Preiswürdiges Tötungsgerät
Bei der Verleihung des diesjährigen “Preises für die beste Dokumentation” (Dokupreis) des tekom e.V. in Wiesbaden kam es zu einem kleinen Eklat. Die Waffenschmiede Heckler & Koch hat einen der in der begehrten Dokupreise für die Anleitung der Pistolen P30/ P30L erhalten. Angeblich wurde ein zur Preisverleihung anwesendes TV-Team von “Report Mainz” des Saales verwiesen. Hintergrund für die Unstimmigkeiten ist jedoch nicht nur die Verleihung des Preises an eine Waffenschmiede, sondern auch der Umstand, wie es zum Preis kam.
H&K hat sich vor Einreichung die Bedienungsanleitungen für den Dokupreis Rat bei Jury-Mitgliedern gesucht. Prof. Jürgen Muthig, der auch Vorsitzender der tekom ist, übernimmt von H&K den Auftrag und optimiert die Bedienungsanleitungen für einen Gegenwert von 4800 € (Tagessatz: 1200 €). Ansich nichts verwerfliches, sondern vielmehr eine durchaus übliche Dienstleistung. Prof. Muthig selbst, war nicht als Jury-Mitglied an der Preisvergabe beteiligt, allerdings steht er dem Gremium vor, dass den Preisbeirat und die Jury benennt.
Sofern Prof. Muthig von der Einreichung der Anleitung durch H&K wusste, wäre hier sicherlich ein kollegialer Hinweis an die Jury ratsam gewesen. Aber auch andere Jury-Mitglieder, die durch H&K im Vorfeld angesprochen wurden, hätten auf die Problematik hinweisen können und müssen.
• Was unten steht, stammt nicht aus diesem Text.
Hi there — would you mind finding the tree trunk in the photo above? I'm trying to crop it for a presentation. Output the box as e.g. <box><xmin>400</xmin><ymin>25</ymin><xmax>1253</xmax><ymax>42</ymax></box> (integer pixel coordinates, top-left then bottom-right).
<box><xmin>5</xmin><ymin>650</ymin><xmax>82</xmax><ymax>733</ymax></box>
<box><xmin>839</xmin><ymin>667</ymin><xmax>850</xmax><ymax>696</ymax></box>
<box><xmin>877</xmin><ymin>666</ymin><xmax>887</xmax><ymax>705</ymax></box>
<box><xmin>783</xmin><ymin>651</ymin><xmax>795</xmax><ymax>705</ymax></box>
Neben dem Makel, der durch die scheinbare Einflussnahme von H&K nun an dem Dokupreis haftet, sollte sich die tekom vielleicht einmal grundsätzlich die Frage stellen, ob Tötungsgerät ansich preiswürdig ist und ob und wie zukünftig die Einflussnahme von Unternehmen auf die Preisvergabe unterbunden werden kann.

on November 19th, 2009 at 15:09
[...] via Preiswürdiges Tötungsgerät | damn1337.de. [...]
on Juli 14th, 2011 at 14:20
…nettes Video.
Zu dumm nur, dass es bei dem Preis um die DOKUMENTATION geht und nicht um das Produkt selbst. Wenn die Doku technisch gut ist, warum soll sie dann keinen Preis bekommen? Da sitzen genauso Menschen dahinter, die viel gelernt haben um gute Dokus zu schreiben und so auch u. A. Leben zu retten, indem sie die Fehlbedienung des Produktes verhindern. :wink:
Und was scheinbar jeder immer wieder vergisst: Es sind nicht die Waffen, die Menschen umbringen (und schon gar nicht deren Dokumentationen), sondern die Menschen, die den Abzug der Waffen drücken.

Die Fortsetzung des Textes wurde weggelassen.